二人は別の看護学校でしたが、共通の友人の紹介で知り合いました。幸利さんは優しい男性、由紀美さんは可愛い女性というのが互いの印象だったそうです。こうなりますと大恋愛劇場の開幕ですね。
「いいえ、ただの友達でしたよ」
「気心の知れた、仲良しかしら」
それではプロポーズの言葉とか、場所は・・・。
「いつの間にか自然に、そうなっていましたから」
これまた予想が外れましたよ。それでは結婚生活もごく平凡に過ごしてきたんですね。
「両方とも三交代の勤務ですから擦れ違いが多くて」
「特に、子供が出来てからは時間との戦いでしたね」
二人とも表情がこわばります。
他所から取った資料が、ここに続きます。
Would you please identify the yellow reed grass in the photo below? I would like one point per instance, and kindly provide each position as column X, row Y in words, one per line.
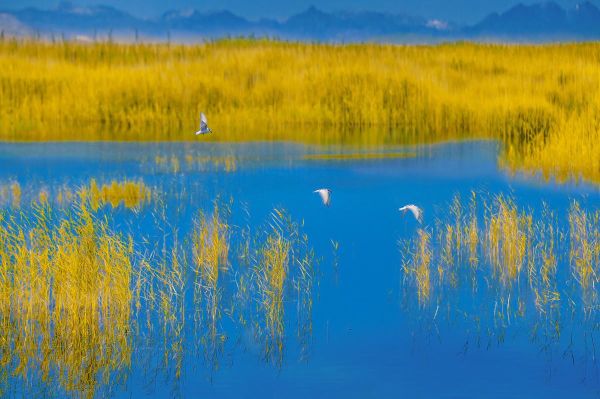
column 543, row 101
column 64, row 301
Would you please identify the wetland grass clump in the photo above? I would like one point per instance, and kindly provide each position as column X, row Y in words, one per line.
column 82, row 294
column 64, row 301
column 518, row 266
column 419, row 265
column 584, row 254
column 507, row 236
column 283, row 271
column 132, row 194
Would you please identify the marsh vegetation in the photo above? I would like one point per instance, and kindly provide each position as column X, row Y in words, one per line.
column 541, row 102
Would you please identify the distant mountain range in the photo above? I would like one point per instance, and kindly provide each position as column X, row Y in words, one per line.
column 537, row 22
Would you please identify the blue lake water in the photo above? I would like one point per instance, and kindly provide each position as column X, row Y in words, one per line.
column 366, row 338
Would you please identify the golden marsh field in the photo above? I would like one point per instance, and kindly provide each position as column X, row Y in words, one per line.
column 542, row 102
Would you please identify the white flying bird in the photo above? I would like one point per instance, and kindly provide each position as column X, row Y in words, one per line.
column 204, row 129
column 416, row 211
column 325, row 194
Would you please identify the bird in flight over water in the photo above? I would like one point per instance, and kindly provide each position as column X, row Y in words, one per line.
column 204, row 129
column 416, row 211
column 325, row 194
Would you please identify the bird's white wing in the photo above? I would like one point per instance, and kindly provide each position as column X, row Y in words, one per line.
column 203, row 122
column 415, row 210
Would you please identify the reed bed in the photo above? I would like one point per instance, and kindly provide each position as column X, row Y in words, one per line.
column 64, row 301
column 83, row 292
column 541, row 101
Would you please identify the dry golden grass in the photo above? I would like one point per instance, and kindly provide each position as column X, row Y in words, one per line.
column 542, row 101
column 65, row 301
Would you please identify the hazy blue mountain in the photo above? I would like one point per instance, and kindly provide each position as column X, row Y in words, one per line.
column 539, row 21
column 70, row 18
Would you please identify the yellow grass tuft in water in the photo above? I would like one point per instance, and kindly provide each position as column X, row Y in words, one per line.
column 64, row 301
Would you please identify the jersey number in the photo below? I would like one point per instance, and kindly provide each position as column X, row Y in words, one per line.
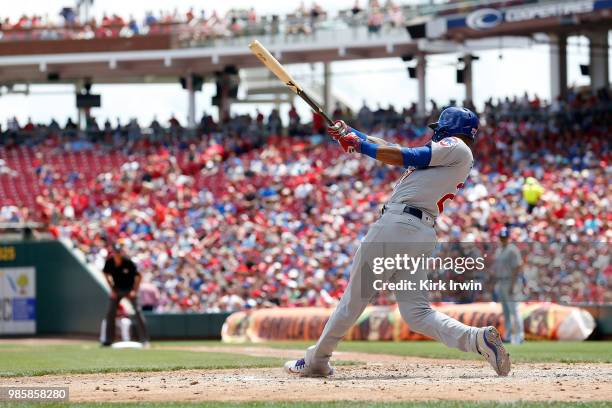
column 445, row 197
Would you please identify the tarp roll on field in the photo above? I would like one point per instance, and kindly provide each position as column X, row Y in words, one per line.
column 546, row 321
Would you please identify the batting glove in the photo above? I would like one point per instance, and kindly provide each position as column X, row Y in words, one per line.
column 338, row 130
column 350, row 143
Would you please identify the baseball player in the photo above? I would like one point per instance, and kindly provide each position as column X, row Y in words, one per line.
column 507, row 268
column 433, row 175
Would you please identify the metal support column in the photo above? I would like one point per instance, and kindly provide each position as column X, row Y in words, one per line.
column 190, row 102
column 421, row 77
column 467, row 78
column 599, row 64
column 558, row 65
column 327, row 87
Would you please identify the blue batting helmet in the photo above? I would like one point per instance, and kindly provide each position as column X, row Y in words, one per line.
column 455, row 121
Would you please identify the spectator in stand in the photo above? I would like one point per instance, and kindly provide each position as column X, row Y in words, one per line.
column 278, row 218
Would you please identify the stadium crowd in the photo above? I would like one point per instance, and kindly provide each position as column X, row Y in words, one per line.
column 200, row 24
column 236, row 216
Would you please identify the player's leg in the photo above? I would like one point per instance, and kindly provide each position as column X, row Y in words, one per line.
column 141, row 326
column 504, row 299
column 518, row 330
column 354, row 300
column 416, row 311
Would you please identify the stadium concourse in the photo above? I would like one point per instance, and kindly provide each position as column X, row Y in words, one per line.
column 239, row 216
column 197, row 25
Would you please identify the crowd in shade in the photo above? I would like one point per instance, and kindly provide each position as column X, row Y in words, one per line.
column 204, row 24
column 236, row 216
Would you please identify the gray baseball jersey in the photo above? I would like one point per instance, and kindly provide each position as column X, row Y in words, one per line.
column 428, row 188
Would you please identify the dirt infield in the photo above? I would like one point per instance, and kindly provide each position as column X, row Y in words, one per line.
column 374, row 378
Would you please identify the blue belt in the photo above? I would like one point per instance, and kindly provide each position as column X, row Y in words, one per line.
column 408, row 210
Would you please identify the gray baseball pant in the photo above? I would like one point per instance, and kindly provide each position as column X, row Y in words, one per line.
column 394, row 233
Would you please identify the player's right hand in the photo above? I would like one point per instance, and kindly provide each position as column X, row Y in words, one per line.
column 339, row 129
column 350, row 143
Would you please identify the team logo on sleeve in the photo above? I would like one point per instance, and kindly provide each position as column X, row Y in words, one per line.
column 448, row 141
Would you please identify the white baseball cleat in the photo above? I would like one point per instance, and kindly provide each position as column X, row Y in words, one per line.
column 491, row 347
column 305, row 368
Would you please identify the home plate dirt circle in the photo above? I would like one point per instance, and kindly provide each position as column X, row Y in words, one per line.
column 373, row 378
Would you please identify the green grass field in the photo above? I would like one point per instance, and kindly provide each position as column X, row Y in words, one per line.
column 529, row 352
column 87, row 357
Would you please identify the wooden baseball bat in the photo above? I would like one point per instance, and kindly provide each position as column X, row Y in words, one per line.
column 281, row 73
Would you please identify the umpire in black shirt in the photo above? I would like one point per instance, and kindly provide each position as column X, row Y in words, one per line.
column 124, row 280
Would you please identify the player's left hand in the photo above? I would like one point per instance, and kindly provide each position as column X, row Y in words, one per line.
column 350, row 143
column 339, row 129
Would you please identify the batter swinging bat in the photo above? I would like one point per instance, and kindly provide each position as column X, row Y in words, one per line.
column 277, row 69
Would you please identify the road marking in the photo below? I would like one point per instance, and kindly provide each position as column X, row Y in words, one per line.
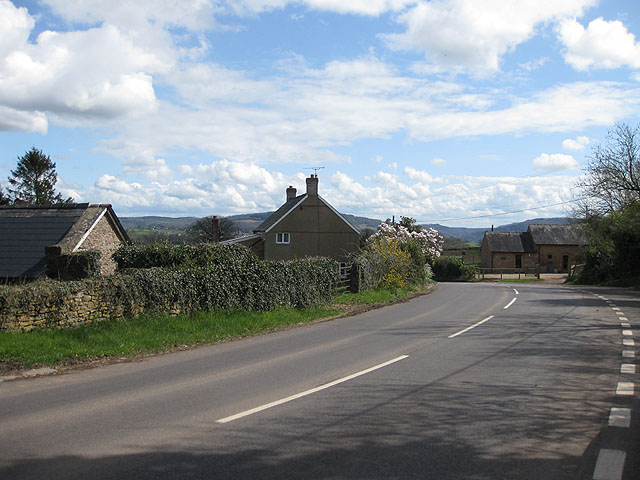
column 309, row 392
column 620, row 417
column 510, row 303
column 472, row 326
column 624, row 388
column 609, row 465
column 628, row 368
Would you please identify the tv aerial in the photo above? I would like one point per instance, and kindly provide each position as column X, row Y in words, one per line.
column 315, row 169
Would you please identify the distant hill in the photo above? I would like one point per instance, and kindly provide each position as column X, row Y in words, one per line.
column 247, row 222
column 476, row 234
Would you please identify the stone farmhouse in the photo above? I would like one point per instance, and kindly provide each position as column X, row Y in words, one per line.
column 34, row 237
column 553, row 247
column 304, row 226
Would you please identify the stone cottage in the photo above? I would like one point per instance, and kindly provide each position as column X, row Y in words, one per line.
column 553, row 247
column 33, row 236
column 305, row 225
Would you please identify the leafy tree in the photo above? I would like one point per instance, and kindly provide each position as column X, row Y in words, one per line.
column 613, row 171
column 4, row 200
column 202, row 229
column 34, row 179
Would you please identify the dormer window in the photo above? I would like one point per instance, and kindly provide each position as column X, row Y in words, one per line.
column 283, row 238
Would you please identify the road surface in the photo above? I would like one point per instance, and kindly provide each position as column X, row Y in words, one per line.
column 474, row 381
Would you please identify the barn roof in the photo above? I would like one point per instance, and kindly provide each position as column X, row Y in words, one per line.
column 509, row 242
column 557, row 234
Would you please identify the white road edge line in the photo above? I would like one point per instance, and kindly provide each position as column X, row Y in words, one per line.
column 472, row 326
column 308, row 392
column 609, row 465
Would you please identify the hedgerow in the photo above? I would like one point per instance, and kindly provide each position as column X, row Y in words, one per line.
column 199, row 279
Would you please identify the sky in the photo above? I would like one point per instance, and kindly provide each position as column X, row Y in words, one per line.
column 459, row 112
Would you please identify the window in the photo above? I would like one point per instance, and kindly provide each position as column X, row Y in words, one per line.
column 283, row 238
column 344, row 270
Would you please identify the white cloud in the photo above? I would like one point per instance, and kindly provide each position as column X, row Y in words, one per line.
column 476, row 34
column 556, row 161
column 578, row 144
column 603, row 44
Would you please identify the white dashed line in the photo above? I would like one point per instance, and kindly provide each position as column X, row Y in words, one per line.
column 609, row 465
column 620, row 417
column 628, row 368
column 624, row 388
column 510, row 303
column 308, row 392
column 469, row 328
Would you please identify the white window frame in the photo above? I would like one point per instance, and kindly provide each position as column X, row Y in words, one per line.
column 283, row 238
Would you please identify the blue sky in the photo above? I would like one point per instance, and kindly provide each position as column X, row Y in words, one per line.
column 449, row 111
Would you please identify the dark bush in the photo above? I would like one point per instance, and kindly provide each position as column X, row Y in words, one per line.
column 452, row 269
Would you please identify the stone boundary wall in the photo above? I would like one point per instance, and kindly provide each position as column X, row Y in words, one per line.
column 80, row 304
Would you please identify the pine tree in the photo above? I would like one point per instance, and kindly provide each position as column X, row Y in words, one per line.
column 34, row 179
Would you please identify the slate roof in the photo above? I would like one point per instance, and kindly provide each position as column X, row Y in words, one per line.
column 25, row 231
column 279, row 214
column 515, row 242
column 557, row 234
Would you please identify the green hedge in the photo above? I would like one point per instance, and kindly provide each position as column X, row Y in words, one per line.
column 232, row 278
column 452, row 269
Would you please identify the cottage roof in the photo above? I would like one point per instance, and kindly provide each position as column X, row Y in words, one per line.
column 26, row 230
column 514, row 242
column 279, row 214
column 288, row 207
column 557, row 234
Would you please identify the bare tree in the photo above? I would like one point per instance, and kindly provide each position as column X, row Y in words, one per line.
column 613, row 171
column 204, row 230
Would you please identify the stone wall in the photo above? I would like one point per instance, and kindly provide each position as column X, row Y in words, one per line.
column 76, row 306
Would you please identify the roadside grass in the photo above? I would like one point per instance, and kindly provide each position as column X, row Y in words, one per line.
column 520, row 280
column 150, row 334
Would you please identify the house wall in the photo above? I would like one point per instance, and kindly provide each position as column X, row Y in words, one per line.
column 557, row 252
column 315, row 230
column 104, row 239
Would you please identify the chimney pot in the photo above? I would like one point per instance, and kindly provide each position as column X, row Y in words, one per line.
column 312, row 185
column 291, row 193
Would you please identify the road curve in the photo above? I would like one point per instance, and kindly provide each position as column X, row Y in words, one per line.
column 479, row 381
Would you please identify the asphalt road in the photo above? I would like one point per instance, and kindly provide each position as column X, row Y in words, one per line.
column 408, row 391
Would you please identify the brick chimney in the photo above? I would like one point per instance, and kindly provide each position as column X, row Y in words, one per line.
column 312, row 185
column 215, row 229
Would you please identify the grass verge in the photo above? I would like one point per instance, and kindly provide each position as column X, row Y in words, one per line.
column 148, row 334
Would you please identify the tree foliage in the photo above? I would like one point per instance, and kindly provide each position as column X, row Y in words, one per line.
column 202, row 229
column 34, row 179
column 613, row 172
column 611, row 209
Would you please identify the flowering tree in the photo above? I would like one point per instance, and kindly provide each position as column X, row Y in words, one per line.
column 429, row 241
そして由紀美さんは目を潤ませました。
「子供は保育園に育ててもらったようなもの・・・」
なるほど、可愛い盛りの子供を預けての仕事ですからね。
でも、同じ仕事ですから互いに理解があり、助け合って今日まで過ごして来られたのだそうです。
「何と言いますか、仲間同士みたいな夫婦です」
「一緒になって戦い、守り合うようなね」
「ただ、子供が病気の時は母親が側にいる方が良いだろうと、仕事を休ませたのは申し訳なかったね」
幸利さんは神妙な目で由紀美さんを見詰めました。初めて口にする言葉なのです・・・。
実は、そんな夫婦の苦労を、二人の男の子たちは見て育っていたんです。
「長男が二十歳の誕生日に“今までありがとう”と一泊二日の旅行をプレゼントしてくれましてね」幸利さんは唇を噛み締め、「子供に育てられたんですね、私たちは」由紀美さんは再び目を潤ませました。